A future repeat survey could determine which improvement efforts are successful.Methodology Notes
This was not a survey of the general public, but of a population motivated to provide feedback on Haskell. Invitees included 16165 non-opted-out email addresses gathered from FP Complete's website, in randomized order. Due to privacy considerations this list will not be published, but FP Complete was able to use it to contact these users since the survey was directly related to their demonstrated interest in Haskell. The high quality of the list is reflected in the extremely high response rate (7.7%), the low bounce rate (1.9%), and the low unsubscribe rate (also 1.9%).
Surveys were conducted using SurveyGizmo.com, with an email inviting each participant to click a link to a four-page Web-based survey. Survey form 0.1 invitations went to 1999 users of whom 190 completed the survey. Survey form 0.2, incorporating some edits, went to 2000 users of whom 170 completed the survey. Survey form 1.0, incorporating further edits, went to 12166 users of whom 894 completed the survey.

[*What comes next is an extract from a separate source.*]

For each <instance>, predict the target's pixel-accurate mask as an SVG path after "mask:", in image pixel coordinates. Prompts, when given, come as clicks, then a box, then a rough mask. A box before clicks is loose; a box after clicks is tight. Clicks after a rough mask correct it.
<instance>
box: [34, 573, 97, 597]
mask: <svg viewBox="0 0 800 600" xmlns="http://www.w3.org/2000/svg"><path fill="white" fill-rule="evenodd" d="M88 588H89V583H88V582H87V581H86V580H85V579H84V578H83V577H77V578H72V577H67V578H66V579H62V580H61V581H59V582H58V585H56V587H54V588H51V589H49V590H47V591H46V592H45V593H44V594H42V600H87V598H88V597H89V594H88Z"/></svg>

Form 0.2 incorporated edits to eliminate questions yielding little information about how to help users, either because satisfaction was very high (the language itself, the compiler, the community) or because two questions were redundant. Also, new questions inspired by textual responses to form 0.1 were included.
Form 1.0 incorporated further such edits. Also, the rating scale was changed to ask about helping the user's (and team's) future choice of Haskell rather than current usefulness/difficulty. The ratings questions were displayed under the heading "Would improvements help you and your group to choose Haskell for your future work?"
Responses were processed anonymously, but users were given the option to fill in their email address if they would accept follow-up questions, and the option to name their company/organization. Users were informed that the survey results, without these fields, would be shared with the community.Acknowledgments
We are grateful to the many, many people who spent their valuable time and expertise completing and returning their survey forms. Thanks to Dr. Tristan Webb and Ms. Noelle McCool-Smiley, both of FP Complete, for their material help in formulating and conducting the survey. Thanks to FP Complete's corporate customers for providing the revenues that allow us to fund this and other community projects. Thanks to the Commercial Haskell SIG for providing the motivation behind this project. Thanks to the many volunteers who've spent absolutely huge amounts of time and expertise making Haskell as good as it is today, and who continue to make improvements like those requested by the survey participants. Thanks to the companies that allow some of their staff to spend company time making such contributions to the common good. Special thanks to the late Professor Paul Hudak; may we all strive to live up to his example.